= Tony Perez (referee) =

American boxing referee (1931–2021)

Anthony Perez (1931 – December 14, 2021) was a Puerto Rican boxing referee and judge. During his career, he refereed many major boxing fights and participated in a number of boxing related documentaries.

Perez was active as a boxing referee during five decades; he oversaw fights between 1968 and 2005 and was both acclaimed and criticized among boxing's connoisseurs; he refereed 431 professional boxing fights, including many world title ones. Several of the matches he refereed involved world boxing champions and Hall of Fame members.

==Early life and career==
Perez was born in Brooklyn, New York, but lived in Puerto Rico as a youth before returning to New York. He lived in Barnegat Township, New Jersey. He was licensed to referee fights both in New York and in New Jersey, but he refereed fights around the world.

Perez started boxing as an amateur while in the United States Army, according to People Magazine. He was the Army's Caribbean area's Welterweight champion and then went to serve in Germany, where he obtained the Army's European command championship as well.

One night at a fight his mother attended, he got a cut on one of his eyes, leading her to ask him to give up boxing. Perez got married and had a son, he then worked odd jobs until finding work at a Seagram's distillery as a salesman. It was then that he decided to return to boxing in the refereeing and judging capacities, but it took him several years to be assigned his first fight.

==Major fights refereed==
The first bout that Perez was assigned was the one between Buster Mathis and James J. Woody, which Mathis won by sixth-round technical knockout September 26, 1968, at the Madison Square Garden in New York. On May 26, 1969, Perez was the referee for the Dick Tiger versus Nino Benvenuti ten round non-title affair at the Madison Square Garden. Tiger won the fight by ten round unanimous decision; Perez was both the referee and one of the three judges for this fight and he scored it for Tiger 7-2-1; both Tiger and Benvenuti are now members of the International Boxing Hall of Fame.

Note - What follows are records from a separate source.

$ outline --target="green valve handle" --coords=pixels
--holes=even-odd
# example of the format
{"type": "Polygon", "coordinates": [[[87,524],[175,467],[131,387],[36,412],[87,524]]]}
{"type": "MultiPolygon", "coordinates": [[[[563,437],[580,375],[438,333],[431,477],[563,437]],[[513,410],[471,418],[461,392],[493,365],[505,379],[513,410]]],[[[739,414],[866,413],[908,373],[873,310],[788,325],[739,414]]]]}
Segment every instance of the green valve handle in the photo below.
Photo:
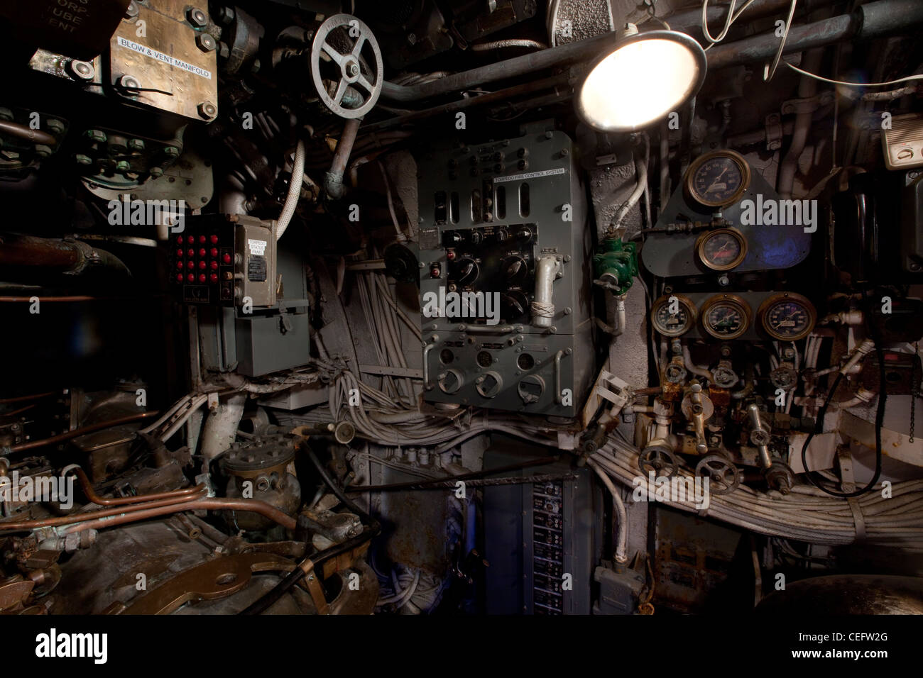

===First world title bout===
The first world championship bout refereed by Perez was the Joe Frazier versus Jimmy Ellis main attraction on Monday, February 16, 1970. Ellis was the defending World Boxing Association's world heavyweight champion with a record of 27 wins and 5 losses, 12 wins by knockout against Frazier, who was undefeated and untied in 24 bouts, with 20 knockout wins, and recognized (Frazier) as the world heavyweight champion in the American states of Illinois, New York, Pennsylvania, Massachusetts and Maine. This bout also took place at the Madison Square Garden. Frazier won the bout by fifth-round technical knockout after Ellis could not come out of his corner after the fourth round.
Two weeks later, Perez was back in the ring to referee the bout between future world middleweight champion Rodrigo Valdez of Colombia and ranked Puerto Rican Pete Toro, which Valdez lost by ten-round decision.

On October 26, 1970, Perez was the referee in the bout between the comebacking Muhammad Ali, who was making his first fight after a three-year exile forced by boxing authorities over his refusal to join the United States Army in 1967, and California's Jerry Quarry, the first of two fights between those two boxers. The bout was held at the City Auditorium in Atlanta, Georgia, and Ali won by third-round technical knockout.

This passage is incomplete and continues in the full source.